Совершенно иной оказалась Вторая мировая. Принципиальное ее отличие в том, что в качестве конечных политических целей войны впервые рассматривались не только военнослужащие противника, но и «цивилисты» — мирное население этих стран. Премьерой стал и идеологический ракурс. Человечество воспринималось под углом зрения «арийской» расовой теории и вытекающих из нее сугубо этнических эмоций — братской солидарности (с арийцами — не немцами), брезгливого презрения (к славянам) и лютой ненависти (к евреям и цыганам). Оставим здесь в стороне обусловленные этим — разной степени добровольности — угоны гражданского населения завоеванных стран в качестве принудительных рабочих в видах хозяйственного их использования в Третьем рейхе. Если в плане депортаций и эксплуатации гражданского населения (равно как и по жестокости отношения к военнопленным) Япония могла еще дать фору Германии, то в одном она безнадежно «проваливалась» — в культе государственной «лютой ненависти» к евреям, который исповедовала и практиковала Германия. Впрочем, своих евреев в Японии практически не было, а японский консул в Литве Сугихара спас своими транзитными визами на порядок больше евреев, чем их проживало в его собственной стране.
Гитлер же, не преуспев с географическим решением еврейского вопроса (Мадагаскар, Уганда, Люблин‑Ниско, Биробиджан) в начале войны, перестроился на его биологическое и окончательное решение после начала войны с СССР. Это распространялось на всех евреев, включая немецких и австрийских, но только на евреев по расе, а не по вере, что оказалось даже спасительным для караимов и части горских евреев в оккупированных областях СССР. Остальных надлежало собирать в гетто и лагеря смерти и систематически убивать, причем «полезных», то есть классных специалистов, позже, чем остальных. Впрочем, известно и яркое исключение: генерал‑фельдмаршал Мильх, банальный мишлинг по крови, был настолько нужен люфтваффе и Рейху, что ему даже подправили генеалогию, уговорив мать признаться в «грехе» с немецким аристократом! Так что Геринг отвечал за свои слова, когда якобы говорил своим кадровикам: «Кто тут еврей, решаю я!»
Короче, уничтожение европейского еврейства было одной из главных целей войн Гитлера на востоке — целью, для достижения которой к польским и советским евреям постепенно были «подверстаны» и все остальные евреи Европы, включая немецких.

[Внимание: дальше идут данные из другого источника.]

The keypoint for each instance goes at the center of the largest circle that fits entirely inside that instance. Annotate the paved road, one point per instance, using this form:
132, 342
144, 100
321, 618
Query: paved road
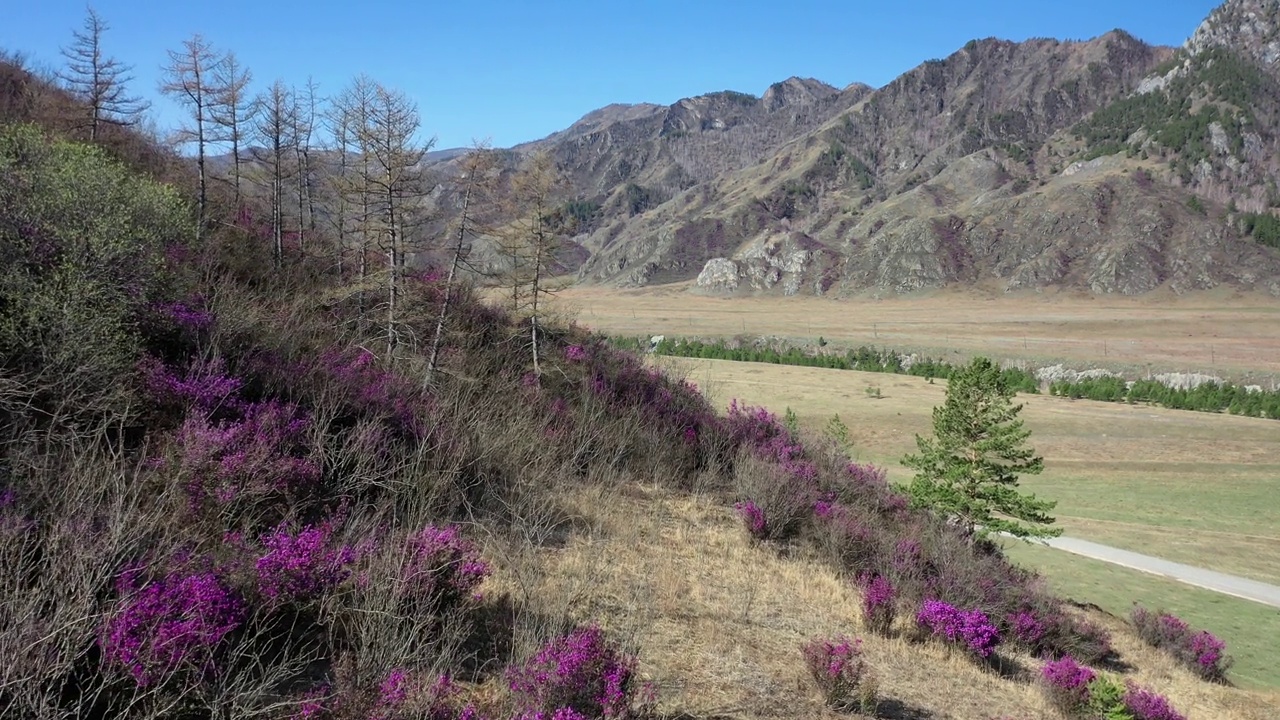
1198, 577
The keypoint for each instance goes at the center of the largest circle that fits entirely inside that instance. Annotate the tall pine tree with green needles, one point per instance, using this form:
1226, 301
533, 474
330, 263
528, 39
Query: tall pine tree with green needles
969, 469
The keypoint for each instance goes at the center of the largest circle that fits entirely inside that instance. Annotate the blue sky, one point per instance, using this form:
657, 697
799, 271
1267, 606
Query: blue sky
511, 71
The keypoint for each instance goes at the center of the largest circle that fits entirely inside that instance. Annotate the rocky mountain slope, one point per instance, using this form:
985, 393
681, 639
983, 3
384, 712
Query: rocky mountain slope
1107, 165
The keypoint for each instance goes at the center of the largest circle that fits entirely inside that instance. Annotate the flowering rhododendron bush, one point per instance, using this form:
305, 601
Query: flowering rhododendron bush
1200, 651
234, 484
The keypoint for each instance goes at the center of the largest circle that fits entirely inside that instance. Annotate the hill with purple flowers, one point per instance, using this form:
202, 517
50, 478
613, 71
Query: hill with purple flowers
246, 477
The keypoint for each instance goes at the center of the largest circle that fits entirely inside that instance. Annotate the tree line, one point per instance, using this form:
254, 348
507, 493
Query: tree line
865, 359
1207, 397
336, 178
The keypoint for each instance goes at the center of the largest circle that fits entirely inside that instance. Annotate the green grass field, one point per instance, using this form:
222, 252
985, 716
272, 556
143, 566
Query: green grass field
1191, 487
1249, 629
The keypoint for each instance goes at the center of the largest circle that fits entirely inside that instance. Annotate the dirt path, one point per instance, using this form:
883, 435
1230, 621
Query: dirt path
1198, 577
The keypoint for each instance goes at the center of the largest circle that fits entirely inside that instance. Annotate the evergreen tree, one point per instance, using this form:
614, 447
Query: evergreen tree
969, 469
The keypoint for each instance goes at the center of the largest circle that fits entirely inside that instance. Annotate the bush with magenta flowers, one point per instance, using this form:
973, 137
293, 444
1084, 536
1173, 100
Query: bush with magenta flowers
442, 569
967, 628
880, 602
304, 565
169, 624
583, 673
1066, 683
1147, 705
841, 673
1200, 651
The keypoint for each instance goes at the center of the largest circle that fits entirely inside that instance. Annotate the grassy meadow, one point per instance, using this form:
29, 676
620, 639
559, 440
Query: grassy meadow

Все это важно для уточнения нашей темы. Ведь еврейский героизм в годы Второй мировой — особенный, общая мерка ратных подвигов на полях сражений тут не годится, хотя и евреев в составе армий Коалиции было немало. У евреев поэтому была своя война и свое отчаянное сопротивление — битва за выживание народа.
Шла она на всех уровнях соприкосновения с врагом — в каждом гетто, каждом эшелоне с депортируемыми, каждом лагере смерти, каждом партизанском отряде, где командовали или просто участвовали евреи.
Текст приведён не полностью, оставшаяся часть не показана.